El otro día, para escapar del ruido mediático en el que estamos inmersos, me fui a la cortijada abandonada de La Cerecera para ordenar mis ideas sobre la prima de riesgo y la deuda soberana.
Las eras de las aldeas deshabitadas son lugares muy saludables porque siempre están en sitios ventilados, donde antiguamente se aventaba el grano y hoy puedes poner a orear el cerebro. Echar un buen rato en una de estas eras solitarias provoca una fusión agridulce de sensaciones. Como su emplazamiento es por necesidad abierto, siempre tienes risueñas vistas hacia las montañas circundantes. Pero su vecindad inmediata es la de las ruinas de las casas despobladas. Así que tu mente se encuentra ante el reto de gestionar sentimientos encontrados: belleza, plenitud e intemporalidad frente a melancolía, decadencia y fugacidad del tiempo. No sé qué harán otras mentes en esas situaciones de flagrante dualidad, pero la mía suele resolver el atasco ordenándome atacar la tortilla de patatas que me llama desde la mochila.

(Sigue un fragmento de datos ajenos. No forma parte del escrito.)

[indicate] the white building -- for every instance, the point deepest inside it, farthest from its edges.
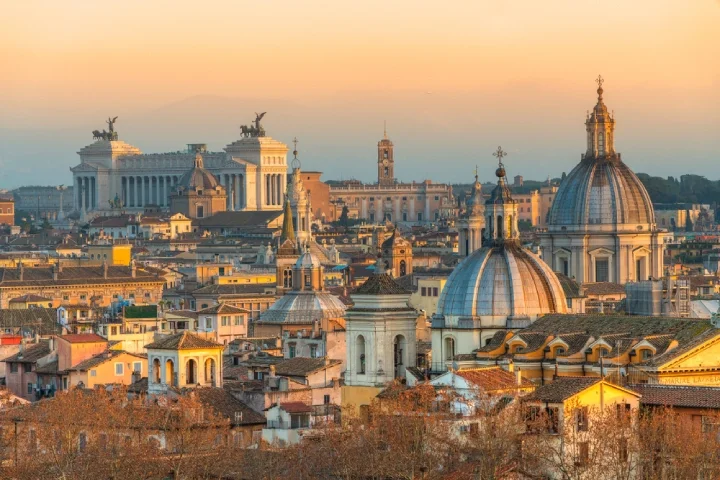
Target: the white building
(380, 332)
(601, 226)
(253, 171)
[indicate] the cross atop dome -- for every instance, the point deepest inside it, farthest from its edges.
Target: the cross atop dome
(295, 161)
(500, 172)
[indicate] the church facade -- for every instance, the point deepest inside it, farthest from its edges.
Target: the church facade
(390, 200)
(113, 174)
(601, 226)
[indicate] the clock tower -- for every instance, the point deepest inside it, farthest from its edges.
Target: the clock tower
(386, 164)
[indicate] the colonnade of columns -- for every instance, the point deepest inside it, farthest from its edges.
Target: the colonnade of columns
(139, 191)
(274, 189)
(234, 184)
(85, 193)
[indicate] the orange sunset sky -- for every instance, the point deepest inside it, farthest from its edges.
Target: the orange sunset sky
(453, 80)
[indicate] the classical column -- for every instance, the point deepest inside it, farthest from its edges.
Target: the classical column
(93, 193)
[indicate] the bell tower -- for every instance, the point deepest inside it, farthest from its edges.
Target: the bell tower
(386, 163)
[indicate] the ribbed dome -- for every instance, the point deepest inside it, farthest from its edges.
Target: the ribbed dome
(308, 260)
(304, 308)
(601, 191)
(504, 281)
(198, 177)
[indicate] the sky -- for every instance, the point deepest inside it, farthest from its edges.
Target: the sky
(453, 80)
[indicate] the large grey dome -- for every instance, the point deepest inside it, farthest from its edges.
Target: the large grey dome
(304, 308)
(602, 191)
(198, 177)
(505, 281)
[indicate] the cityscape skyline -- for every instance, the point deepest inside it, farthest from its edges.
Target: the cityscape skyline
(449, 84)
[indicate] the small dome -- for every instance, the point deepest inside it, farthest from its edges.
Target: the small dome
(198, 177)
(308, 260)
(506, 281)
(395, 239)
(601, 191)
(304, 308)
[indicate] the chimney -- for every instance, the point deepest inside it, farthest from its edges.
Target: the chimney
(316, 328)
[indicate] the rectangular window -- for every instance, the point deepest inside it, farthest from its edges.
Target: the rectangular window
(581, 419)
(583, 455)
(602, 270)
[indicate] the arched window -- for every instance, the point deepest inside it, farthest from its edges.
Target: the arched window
(399, 351)
(191, 373)
(156, 370)
(449, 348)
(360, 347)
(170, 373)
(210, 371)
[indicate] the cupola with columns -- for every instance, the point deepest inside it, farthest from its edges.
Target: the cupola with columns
(501, 225)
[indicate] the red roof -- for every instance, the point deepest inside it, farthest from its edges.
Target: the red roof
(295, 407)
(83, 338)
(493, 378)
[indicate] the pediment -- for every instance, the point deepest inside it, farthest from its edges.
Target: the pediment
(704, 356)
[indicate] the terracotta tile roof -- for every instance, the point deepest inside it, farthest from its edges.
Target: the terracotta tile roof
(575, 342)
(497, 339)
(30, 297)
(678, 396)
(36, 276)
(302, 366)
(603, 288)
(382, 284)
(233, 289)
(49, 368)
(99, 359)
(225, 404)
(183, 313)
(222, 308)
(561, 389)
(296, 407)
(491, 379)
(182, 341)
(571, 288)
(83, 338)
(32, 353)
(682, 329)
(42, 321)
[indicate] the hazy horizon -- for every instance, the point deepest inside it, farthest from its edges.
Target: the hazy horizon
(452, 83)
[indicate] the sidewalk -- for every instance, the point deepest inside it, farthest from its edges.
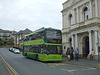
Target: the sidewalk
(82, 62)
(3, 69)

Después de la comida, la siesta española -aquí denominada mocholá- y el té inglés, uno ya puede mirar el mundo desde un nivel más elevado de conciencia, y es entonces cuando se te revelan las verdades que has venido a buscar. Sobre la prima de riesgo, por ejemplo, vi claro que la situación de los antiguos habitantes de La Cerecera no era envidiable, porque su prosperidad dependía de cómo viniese el tiempo cada año, de lo que Dios quisiera, con lo que el diferencial de su riesgo de pasar gusa era francamente elevado en relación a los habitantes de la ciudad. Ahora casi no dependemos de contingencias meteorológicas, pero estamos sometidos a la variación en el diferencial entre el bono español y el alemán, asunto que también afecta a nuestra subsistencia y sobre el que tenemos el mismo control que los cereceros tenían sobre las heladas y las tormentas a destiempo. Así que no digo yo que no hayamos progresado, pero no tanto como creemos: seguimos dependiendo de poderes opacos y caprichosos. Los cereceros, al menos, tenían sus propios recursos y habilidades para resistir cuando las cosas pintaban realmente mal, no como ahora, que no nos queda más que votar (cosa que también es digna de ser apreciada, la verdad; en su momento, algunos nos vimos entre rejas para poder llegar a hacerlo).
En cuanto al espinoso tema de la deuda soberana, en la era de La Cerecera llegué a dos conclusiones. La primera, que la que es soberana es la deuda de respeto que tenemos contraída con todas las generaciones de cereceros y cereceras que en el mundo han sido, porque sin su trabajo de siglos a base de pico, pala y hazada, hoy, en vez de disfrutar de un precario estado del bienestar, estaríamos directamente comiéndonos los mocos. Y la segunda, que los cereceros y las cereceras no tenían deuda alguna con el entorno del que formaban parte, mientras que ahora la huella ecológica de cada españolito es de 6,4 hectáreas, es decir, que necesitamos la superficie de tres Españas para producir los alimentos y materiales que consumimos, para absorber la cochambre que generamos y para proporcionar espacio a las infraestructuras de todo tipo que construimos. Otra deuda verdaderamente soberana que impepinablemente se paga.
O sea que, como diría un serrano, “hemos pasao de lo enjuto a lo regao”. Así que entre todos habrá que buscar un término medio, de manera que no gastemos lo que no tenemos, y menos por adelantado. Y, sobre todo, que no dependamos de los rayos y granizos que nos sueltan Los Mercados, siempre ansiosos, siempre inclementes.
Dejé La Cerecera con los últimos rayos del sol pintando de sepia los paredones de Peña Rubia y esmaltando con sus últimos brillos el ocre otoñal de los robles del camino. Al poco empezó a hacerse oír el cárabo. En momentos así, la deuda, la prima de riesgo y hasta lo que pueda pasar dentro de un rato, te importa un rábano. Es lo que tiene la montaña.